Hi - i think you're seeing:
https://issues.apache.org/jira/browse/SOLR-3993
-----Original message-----
> From:Bill Au <bill.w...@gmail.com>
> Sent: Thu 08-Nov-2012 21:16
> To: solr-user@lucene.apache.org
> Subject: best practice for restarting the entire SolrCloud cluster
>
> I have a simple SolrCloud cluster with 4 Solr instances and 1 shard. I can
> start and stop individual Solr instances without any problem. But not when
> I have to shutdown all the Solr instances at the same time.
>
> After shutting down all the Solr instances, the first instance that starts
> up wait for all the replicas:
>
> INFO: Waiting until we see more replicas up: total=4 found=3
> timeoutin=169243
>
> In the meantime, any additional Solr instances that start up while the
> first one is waiting can't get the leader from zookeeper:
>
> SEVERE: Error getting leader from zk
> org.apache.solr.common.SolrException: Could not get leader props
>
> When the first Solr instance see all the replicas, it becomes the leader:
>
> INFO: Enough replicas found to continue.
> INFO: I may be the new leader - try and sync
>
> But it fails to sync with the instances that had failed to get the leader
> before:
>
> WARNING: PeerSync: core=collection1 url=http://host2:8983/solr exception
> talking to http://host2:8983/solr/collection1/, failed
> org.apache.solr.client.solrj.SolrServerException: Timeout occured while
> waiting response from server at: http://host2:8983/solr/collection1
>
> So I ended up with one for more replicas down after the restart.
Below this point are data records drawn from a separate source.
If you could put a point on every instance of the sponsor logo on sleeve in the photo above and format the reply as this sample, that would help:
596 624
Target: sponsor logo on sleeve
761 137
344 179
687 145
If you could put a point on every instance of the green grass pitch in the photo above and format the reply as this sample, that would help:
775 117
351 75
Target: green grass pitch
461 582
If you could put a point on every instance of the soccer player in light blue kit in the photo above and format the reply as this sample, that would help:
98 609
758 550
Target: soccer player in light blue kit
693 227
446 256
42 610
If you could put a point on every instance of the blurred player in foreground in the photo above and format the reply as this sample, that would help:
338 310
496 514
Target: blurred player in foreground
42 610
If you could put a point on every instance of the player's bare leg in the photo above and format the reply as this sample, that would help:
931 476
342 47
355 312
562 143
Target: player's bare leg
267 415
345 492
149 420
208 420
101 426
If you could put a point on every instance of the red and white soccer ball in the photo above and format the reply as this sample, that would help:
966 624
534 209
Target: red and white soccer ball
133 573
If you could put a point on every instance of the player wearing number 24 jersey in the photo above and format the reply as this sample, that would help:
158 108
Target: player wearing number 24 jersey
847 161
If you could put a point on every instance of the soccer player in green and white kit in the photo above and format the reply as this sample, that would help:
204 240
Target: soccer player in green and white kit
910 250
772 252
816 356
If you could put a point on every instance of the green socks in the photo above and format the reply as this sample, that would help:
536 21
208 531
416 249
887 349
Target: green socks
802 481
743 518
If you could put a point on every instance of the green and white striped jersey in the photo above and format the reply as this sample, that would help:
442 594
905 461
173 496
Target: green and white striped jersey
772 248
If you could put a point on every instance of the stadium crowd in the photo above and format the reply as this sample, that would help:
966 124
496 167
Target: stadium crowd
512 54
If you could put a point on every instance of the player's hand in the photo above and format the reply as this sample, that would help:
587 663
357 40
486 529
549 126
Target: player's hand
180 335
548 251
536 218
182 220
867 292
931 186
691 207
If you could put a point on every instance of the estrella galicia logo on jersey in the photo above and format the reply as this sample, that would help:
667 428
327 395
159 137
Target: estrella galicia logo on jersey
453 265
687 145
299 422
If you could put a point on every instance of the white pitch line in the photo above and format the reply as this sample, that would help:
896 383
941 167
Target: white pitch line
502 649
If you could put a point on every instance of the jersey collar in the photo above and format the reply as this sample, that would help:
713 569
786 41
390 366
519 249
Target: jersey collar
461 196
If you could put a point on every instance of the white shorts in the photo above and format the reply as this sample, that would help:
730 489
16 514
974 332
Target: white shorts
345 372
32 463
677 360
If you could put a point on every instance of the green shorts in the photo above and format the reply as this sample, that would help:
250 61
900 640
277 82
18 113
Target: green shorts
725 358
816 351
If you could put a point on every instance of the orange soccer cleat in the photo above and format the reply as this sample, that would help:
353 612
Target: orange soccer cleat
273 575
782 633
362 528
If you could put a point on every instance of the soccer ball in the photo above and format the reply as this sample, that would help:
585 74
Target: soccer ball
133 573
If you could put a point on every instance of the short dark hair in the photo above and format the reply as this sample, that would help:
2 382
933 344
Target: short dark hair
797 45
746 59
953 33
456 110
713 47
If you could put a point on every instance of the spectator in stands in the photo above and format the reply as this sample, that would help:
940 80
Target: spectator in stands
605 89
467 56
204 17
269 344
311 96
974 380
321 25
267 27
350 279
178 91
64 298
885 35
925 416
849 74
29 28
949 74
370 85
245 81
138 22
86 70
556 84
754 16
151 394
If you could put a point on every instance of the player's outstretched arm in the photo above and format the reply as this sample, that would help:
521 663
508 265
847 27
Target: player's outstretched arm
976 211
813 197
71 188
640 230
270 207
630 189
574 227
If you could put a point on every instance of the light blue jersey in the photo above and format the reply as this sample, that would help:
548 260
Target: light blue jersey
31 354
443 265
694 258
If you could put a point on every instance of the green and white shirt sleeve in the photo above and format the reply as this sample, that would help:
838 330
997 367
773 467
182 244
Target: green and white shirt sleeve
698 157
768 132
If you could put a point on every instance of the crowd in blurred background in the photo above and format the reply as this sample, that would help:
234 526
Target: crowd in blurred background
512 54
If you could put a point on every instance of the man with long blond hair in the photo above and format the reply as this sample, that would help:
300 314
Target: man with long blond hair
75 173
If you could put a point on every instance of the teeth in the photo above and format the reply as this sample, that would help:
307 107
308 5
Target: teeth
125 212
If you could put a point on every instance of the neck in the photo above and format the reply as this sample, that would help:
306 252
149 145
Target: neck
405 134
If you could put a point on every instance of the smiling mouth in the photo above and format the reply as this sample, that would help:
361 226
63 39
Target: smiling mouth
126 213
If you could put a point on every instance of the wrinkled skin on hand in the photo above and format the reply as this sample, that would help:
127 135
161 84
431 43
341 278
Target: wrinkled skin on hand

I had to
> figure out which replica is down and restart them.
>
> What I also discovered is that if I start the first Solr instance and wait
> until it returns after the leaderVoteWait of 3 minutes, the rest of the
> Solr instance can be started without any problem since by then they can get
> the leader from zookeeper.
>
> Is there a better way to restart an entire SolrCloud cluster?
>
> Bill
>